Text Search
Searching by text is an important feature when dealing with logs.
LIKE | REGEXP | CONTAINS | |
---|---|---|---|
Matching level | Character | Character | Token |
Syntax | Wildcards: _ % | Java Regular Expressions | Wildcards: ? * |
Expression matches | Full string | Part of the string | Part of the string |
Indexed | No | No | Yes |
Case-sensitive | Yes | Per syntax | No |
LIKE is the classical SQL operator. It matches the full string (so leading and trailing wildcards should be added if trying to match only a fragment). It has a granularity of character, that is, we can match character by character. The supported wildcards are _ for one character and % for many characters. It is not indexed, so it is not particularly fast.

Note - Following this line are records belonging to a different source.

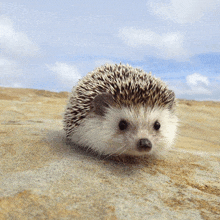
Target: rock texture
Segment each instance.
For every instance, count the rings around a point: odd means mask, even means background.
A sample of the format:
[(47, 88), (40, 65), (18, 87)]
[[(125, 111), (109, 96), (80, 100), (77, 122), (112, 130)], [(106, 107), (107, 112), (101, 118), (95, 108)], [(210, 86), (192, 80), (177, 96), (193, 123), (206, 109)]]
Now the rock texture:
[(166, 155), (65, 143), (68, 94), (0, 88), (0, 219), (220, 219), (220, 103), (179, 100)]

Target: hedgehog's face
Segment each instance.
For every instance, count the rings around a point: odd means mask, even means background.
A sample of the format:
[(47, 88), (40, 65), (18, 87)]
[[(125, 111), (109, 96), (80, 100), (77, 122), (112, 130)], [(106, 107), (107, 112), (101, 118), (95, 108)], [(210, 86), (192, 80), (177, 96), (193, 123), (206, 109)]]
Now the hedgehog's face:
[(102, 123), (108, 133), (106, 152), (143, 155), (172, 144), (177, 118), (168, 109), (156, 107), (110, 107)]
[(171, 109), (142, 105), (119, 108), (112, 102), (108, 96), (95, 99), (94, 112), (75, 134), (79, 144), (106, 155), (144, 155), (172, 144), (177, 118)]

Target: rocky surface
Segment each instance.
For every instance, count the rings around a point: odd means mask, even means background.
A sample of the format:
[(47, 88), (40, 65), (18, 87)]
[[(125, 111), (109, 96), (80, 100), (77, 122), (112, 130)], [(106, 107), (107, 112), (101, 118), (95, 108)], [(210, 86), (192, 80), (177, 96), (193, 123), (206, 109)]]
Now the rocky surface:
[(0, 219), (220, 219), (220, 103), (179, 100), (166, 155), (67, 145), (68, 94), (0, 88)]

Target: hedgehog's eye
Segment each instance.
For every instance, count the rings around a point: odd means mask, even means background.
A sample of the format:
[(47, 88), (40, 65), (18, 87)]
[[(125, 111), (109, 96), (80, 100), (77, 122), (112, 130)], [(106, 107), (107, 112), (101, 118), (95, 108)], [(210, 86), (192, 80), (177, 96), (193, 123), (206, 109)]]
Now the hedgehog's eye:
[(154, 123), (154, 129), (159, 130), (160, 129), (160, 123), (158, 121), (155, 121)]
[(128, 123), (125, 120), (121, 120), (118, 124), (120, 130), (125, 130), (128, 127)]

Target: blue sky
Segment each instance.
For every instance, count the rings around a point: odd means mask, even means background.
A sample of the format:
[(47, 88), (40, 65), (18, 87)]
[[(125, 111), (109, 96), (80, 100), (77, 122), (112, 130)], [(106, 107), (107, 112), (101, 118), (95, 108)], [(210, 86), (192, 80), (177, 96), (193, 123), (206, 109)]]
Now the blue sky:
[(220, 0), (0, 0), (0, 86), (70, 91), (130, 64), (177, 98), (220, 101)]

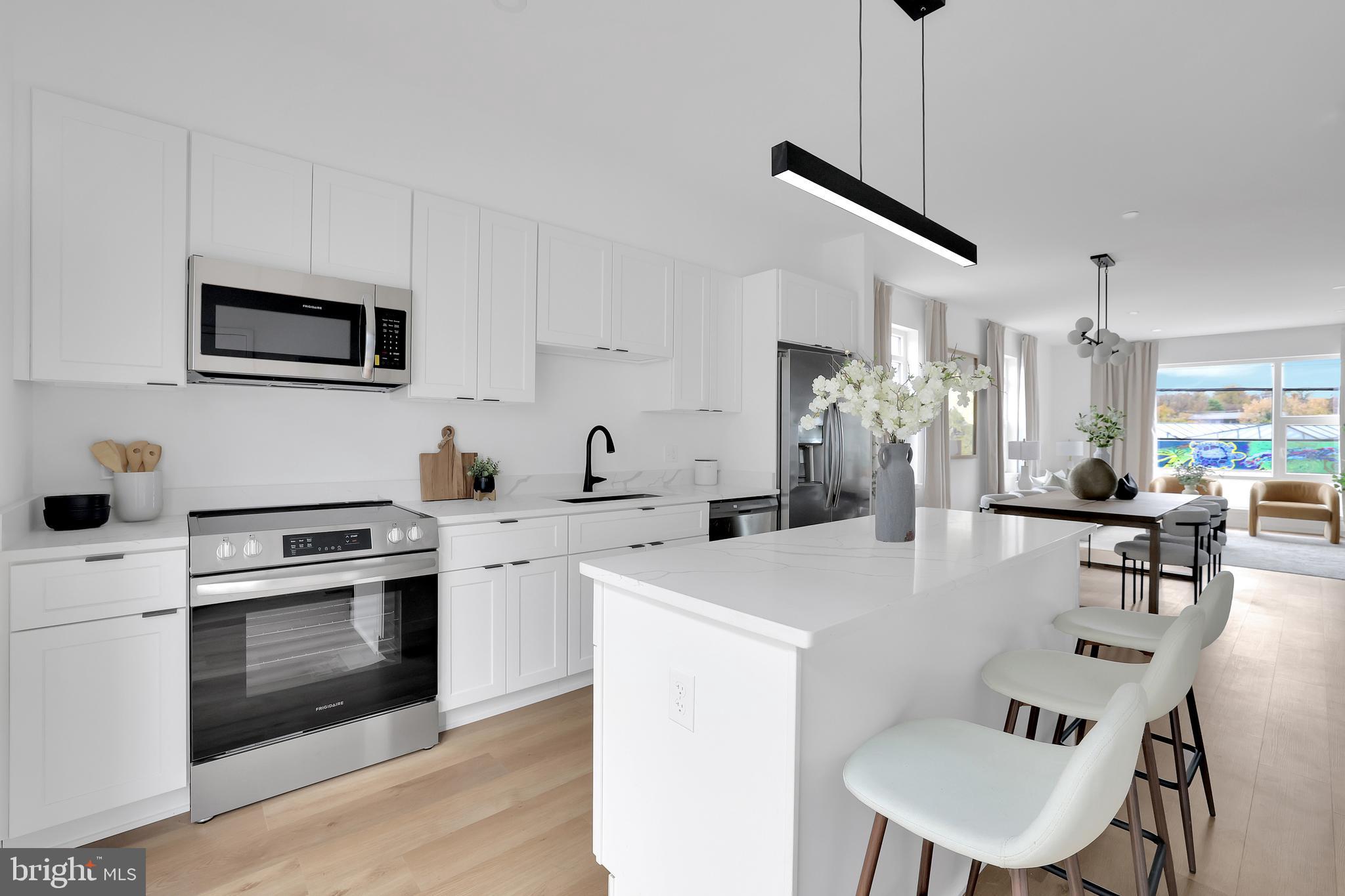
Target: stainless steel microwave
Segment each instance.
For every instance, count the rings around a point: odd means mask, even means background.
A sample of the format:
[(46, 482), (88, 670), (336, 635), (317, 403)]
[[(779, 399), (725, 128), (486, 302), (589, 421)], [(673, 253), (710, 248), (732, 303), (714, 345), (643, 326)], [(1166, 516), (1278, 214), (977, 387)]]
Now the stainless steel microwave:
[(410, 383), (410, 290), (202, 255), (188, 271), (188, 380), (385, 391)]

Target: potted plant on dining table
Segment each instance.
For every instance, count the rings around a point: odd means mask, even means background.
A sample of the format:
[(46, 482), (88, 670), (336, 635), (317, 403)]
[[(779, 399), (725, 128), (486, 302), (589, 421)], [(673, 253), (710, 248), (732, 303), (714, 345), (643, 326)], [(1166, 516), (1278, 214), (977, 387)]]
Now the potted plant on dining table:
[(971, 392), (994, 382), (990, 368), (981, 364), (964, 369), (960, 359), (927, 361), (919, 372), (898, 379), (893, 368), (853, 359), (835, 376), (812, 382), (814, 399), (799, 424), (804, 430), (823, 426), (826, 415), (850, 414), (878, 442), (874, 532), (880, 541), (913, 541), (916, 482), (911, 469), (911, 442), (917, 433), (940, 418), (950, 394), (963, 407)]

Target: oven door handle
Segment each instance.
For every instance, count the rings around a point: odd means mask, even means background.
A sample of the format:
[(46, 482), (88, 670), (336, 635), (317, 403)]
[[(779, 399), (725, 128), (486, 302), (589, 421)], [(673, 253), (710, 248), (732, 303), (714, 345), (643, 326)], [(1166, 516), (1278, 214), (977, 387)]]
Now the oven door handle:
[(268, 578), (260, 579), (256, 572), (239, 572), (227, 579), (192, 582), (191, 606), (207, 607), (214, 603), (272, 598), (281, 594), (313, 591), (332, 586), (367, 584), (387, 579), (405, 579), (413, 575), (430, 575), (438, 570), (437, 553), (421, 553), (412, 557), (369, 557), (332, 563), (323, 572), (268, 571)]

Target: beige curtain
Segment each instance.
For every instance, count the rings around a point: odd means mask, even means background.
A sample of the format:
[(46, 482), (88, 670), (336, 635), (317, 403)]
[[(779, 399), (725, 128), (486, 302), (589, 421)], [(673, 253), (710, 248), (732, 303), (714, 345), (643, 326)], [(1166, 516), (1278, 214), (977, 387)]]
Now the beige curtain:
[(1158, 392), (1158, 344), (1135, 343), (1135, 353), (1120, 367), (1092, 364), (1089, 402), (1126, 412), (1126, 437), (1111, 449), (1118, 476), (1130, 473), (1146, 488), (1154, 476), (1154, 412)]
[[(948, 360), (948, 306), (936, 298), (925, 301), (924, 349), (925, 360)], [(948, 466), (948, 402), (944, 400), (939, 418), (925, 430), (925, 506), (952, 506)]]
[(995, 384), (986, 390), (986, 477), (987, 489), (1005, 490), (1005, 325), (986, 324), (986, 367)]
[[(1037, 337), (1024, 333), (1022, 337), (1022, 406), (1024, 438), (1029, 442), (1041, 441), (1040, 394), (1037, 392)], [(1045, 451), (1042, 451), (1045, 454)], [(1028, 470), (1036, 472), (1037, 462), (1029, 461)]]

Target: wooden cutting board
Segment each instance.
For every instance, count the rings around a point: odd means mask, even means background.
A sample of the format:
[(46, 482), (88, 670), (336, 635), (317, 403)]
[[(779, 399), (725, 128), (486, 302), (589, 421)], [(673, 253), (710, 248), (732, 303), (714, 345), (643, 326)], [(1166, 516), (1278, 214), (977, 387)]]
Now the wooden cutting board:
[(456, 501), (472, 497), (472, 477), (467, 467), (476, 451), (463, 454), (453, 445), (453, 427), (444, 427), (444, 438), (433, 454), (421, 454), (421, 501)]

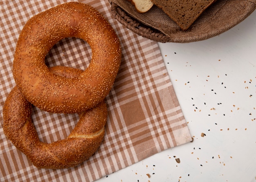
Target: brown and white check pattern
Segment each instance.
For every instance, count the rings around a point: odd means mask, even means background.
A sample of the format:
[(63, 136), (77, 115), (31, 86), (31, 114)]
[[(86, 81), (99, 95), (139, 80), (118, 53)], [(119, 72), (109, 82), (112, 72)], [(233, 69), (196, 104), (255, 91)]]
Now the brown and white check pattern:
[[(122, 45), (120, 70), (105, 100), (108, 116), (104, 140), (93, 156), (76, 167), (37, 169), (5, 137), (1, 114), (0, 181), (92, 181), (191, 140), (157, 42), (124, 28), (111, 16), (107, 0), (80, 1), (103, 15), (115, 30)], [(65, 2), (0, 2), (1, 113), (6, 97), (15, 85), (12, 62), (21, 29), (34, 15)], [(45, 62), (49, 67), (61, 65), (84, 69), (89, 64), (91, 53), (90, 46), (83, 40), (66, 38), (52, 49)], [(36, 108), (33, 109), (34, 124), (40, 140), (45, 142), (67, 137), (79, 119), (76, 114), (54, 114)]]

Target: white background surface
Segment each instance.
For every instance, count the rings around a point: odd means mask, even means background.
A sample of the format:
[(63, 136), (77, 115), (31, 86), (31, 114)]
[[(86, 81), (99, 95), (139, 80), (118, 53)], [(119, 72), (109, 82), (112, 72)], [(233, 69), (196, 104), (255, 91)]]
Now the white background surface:
[(256, 11), (211, 39), (159, 46), (193, 142), (97, 181), (256, 182)]

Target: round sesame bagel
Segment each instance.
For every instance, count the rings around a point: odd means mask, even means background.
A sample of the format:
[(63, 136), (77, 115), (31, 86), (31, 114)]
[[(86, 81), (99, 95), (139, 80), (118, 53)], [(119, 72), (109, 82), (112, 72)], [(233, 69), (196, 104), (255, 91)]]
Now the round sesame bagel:
[[(70, 37), (84, 40), (92, 52), (88, 67), (73, 78), (53, 74), (45, 62), (52, 46)], [(103, 16), (87, 4), (71, 2), (28, 21), (17, 42), (13, 74), (20, 91), (35, 106), (56, 113), (79, 113), (108, 94), (121, 56), (119, 39)]]
[[(54, 67), (53, 73), (70, 78), (83, 71), (68, 67)], [(65, 139), (47, 144), (40, 141), (31, 115), (32, 104), (16, 86), (3, 107), (3, 130), (16, 147), (37, 167), (61, 169), (74, 166), (91, 157), (104, 138), (107, 120), (106, 104), (79, 114), (79, 120)]]

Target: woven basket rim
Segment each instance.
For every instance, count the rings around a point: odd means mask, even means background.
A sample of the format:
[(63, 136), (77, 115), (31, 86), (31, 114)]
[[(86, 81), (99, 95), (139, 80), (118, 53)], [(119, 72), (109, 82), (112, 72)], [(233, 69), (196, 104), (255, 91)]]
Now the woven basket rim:
[[(109, 0), (109, 2), (111, 6), (112, 15), (124, 27), (144, 38), (162, 43), (168, 42), (188, 43), (208, 39), (222, 33), (240, 23), (256, 9), (256, 5), (252, 7), (246, 13), (239, 15), (241, 17), (240, 20), (234, 21), (232, 24), (229, 24), (228, 26), (227, 25), (226, 27), (222, 27), (214, 33), (211, 32), (200, 38), (195, 36), (195, 37), (191, 37), (187, 40), (184, 40), (184, 38), (171, 38), (159, 30), (149, 27), (132, 17), (117, 4), (111, 2), (111, 0)], [(186, 32), (184, 32), (184, 34), (186, 34)]]

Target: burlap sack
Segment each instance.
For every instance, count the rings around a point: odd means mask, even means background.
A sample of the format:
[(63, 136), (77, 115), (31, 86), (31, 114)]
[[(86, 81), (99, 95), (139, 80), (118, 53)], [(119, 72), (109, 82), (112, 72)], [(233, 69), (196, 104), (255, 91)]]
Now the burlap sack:
[(111, 13), (135, 33), (161, 42), (190, 42), (222, 33), (238, 24), (256, 9), (255, 0), (218, 0), (204, 11), (186, 31), (183, 31), (156, 6), (144, 13), (138, 13), (127, 0), (109, 0)]

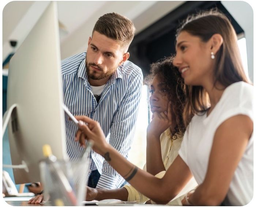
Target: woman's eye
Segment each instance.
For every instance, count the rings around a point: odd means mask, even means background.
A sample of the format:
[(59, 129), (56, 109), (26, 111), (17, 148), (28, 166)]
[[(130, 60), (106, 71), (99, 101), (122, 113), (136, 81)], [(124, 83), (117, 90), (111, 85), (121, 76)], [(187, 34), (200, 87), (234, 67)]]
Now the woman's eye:
[(154, 93), (154, 91), (153, 90), (150, 90), (149, 93), (151, 93), (152, 95), (152, 94), (153, 94), (153, 93)]
[(187, 48), (187, 47), (186, 47), (185, 46), (184, 46), (184, 45), (182, 45), (180, 46), (180, 50), (181, 51), (184, 51)]

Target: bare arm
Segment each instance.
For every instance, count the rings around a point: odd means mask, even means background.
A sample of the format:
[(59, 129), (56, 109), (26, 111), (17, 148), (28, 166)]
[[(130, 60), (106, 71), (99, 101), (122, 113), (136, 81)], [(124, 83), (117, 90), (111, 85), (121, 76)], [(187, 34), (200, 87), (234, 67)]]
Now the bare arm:
[(214, 138), (204, 180), (189, 197), (190, 203), (205, 206), (221, 203), (253, 130), (252, 120), (242, 115), (231, 117), (220, 125)]
[[(79, 122), (79, 128), (87, 138), (93, 140), (94, 150), (102, 156), (136, 190), (153, 200), (167, 203), (174, 198), (190, 180), (192, 175), (178, 156), (162, 179), (138, 169), (108, 144), (99, 123), (87, 117), (76, 116), (88, 125)], [(181, 173), (182, 172), (182, 173)]]
[(105, 199), (118, 199), (126, 201), (128, 198), (128, 192), (124, 188), (116, 189), (93, 188), (87, 187), (86, 200), (101, 200)]

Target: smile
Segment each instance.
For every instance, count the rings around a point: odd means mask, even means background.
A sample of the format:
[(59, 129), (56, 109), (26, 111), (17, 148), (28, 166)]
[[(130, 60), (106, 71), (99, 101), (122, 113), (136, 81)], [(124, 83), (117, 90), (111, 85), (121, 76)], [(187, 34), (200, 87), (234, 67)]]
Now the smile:
[(157, 109), (158, 109), (159, 108), (160, 108), (160, 107), (158, 107), (158, 106), (154, 106), (150, 107), (150, 108), (151, 109), (151, 111), (152, 112), (157, 110)]
[(183, 73), (184, 73), (185, 71), (187, 71), (188, 70), (189, 67), (184, 67), (184, 69), (183, 69), (181, 71), (181, 74), (182, 74)]

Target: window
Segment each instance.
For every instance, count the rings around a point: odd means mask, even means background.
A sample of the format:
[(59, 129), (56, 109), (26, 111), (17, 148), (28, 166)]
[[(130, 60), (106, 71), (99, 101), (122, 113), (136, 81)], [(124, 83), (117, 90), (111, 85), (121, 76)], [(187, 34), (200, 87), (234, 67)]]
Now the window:
[(135, 133), (128, 160), (142, 168), (146, 163), (147, 128), (148, 125), (149, 93), (147, 86), (142, 87), (140, 103), (135, 126)]

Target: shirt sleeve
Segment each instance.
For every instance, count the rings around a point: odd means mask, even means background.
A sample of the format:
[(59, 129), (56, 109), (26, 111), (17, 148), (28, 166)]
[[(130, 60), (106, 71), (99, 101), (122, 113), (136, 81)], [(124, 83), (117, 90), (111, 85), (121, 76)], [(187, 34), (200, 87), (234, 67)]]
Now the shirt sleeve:
[[(222, 97), (222, 108), (216, 121), (216, 128), (232, 117), (242, 114), (253, 121), (253, 86), (243, 82), (233, 84), (224, 91)], [(235, 95), (234, 95), (234, 94)]]
[[(109, 139), (109, 144), (126, 158), (133, 140), (141, 95), (143, 83), (141, 71), (136, 77), (131, 76), (130, 78), (129, 88), (113, 117)], [(124, 181), (104, 160), (102, 173), (97, 187), (116, 188), (120, 187)]]

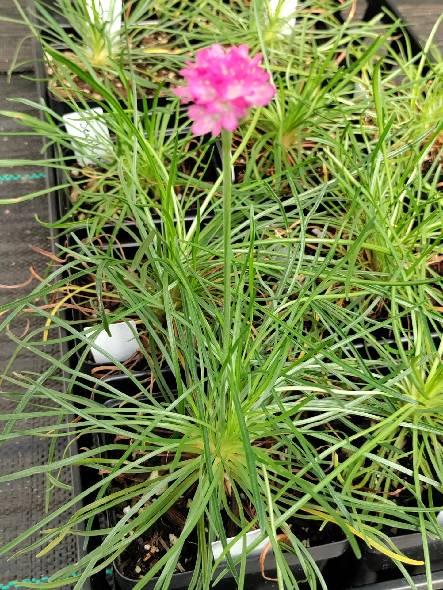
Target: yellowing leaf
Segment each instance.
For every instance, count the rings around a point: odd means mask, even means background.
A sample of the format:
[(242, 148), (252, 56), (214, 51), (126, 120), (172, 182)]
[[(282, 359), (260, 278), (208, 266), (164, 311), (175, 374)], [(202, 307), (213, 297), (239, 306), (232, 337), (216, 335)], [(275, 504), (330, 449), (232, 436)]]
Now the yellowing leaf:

REGEXP allows matching regular expressions. It searches a match within the string. It has character granularity. The syntax for the regular expression language is the same that provided by the Java language. It is not indexed.
CONTAINS searches within the index, with a token granularity. The index stores tokens, or full words, so we must search for the full words, or add wildcards. The wildcards allowed are ? for one character and * for multiple characters, and matching part of the string is enough. This operator takes advantage of the index, and hence CONTAINS speeds up queries.
See Types of FILTER statements for details on the syntax of this operators and available string functions that can be useful to manipulate text.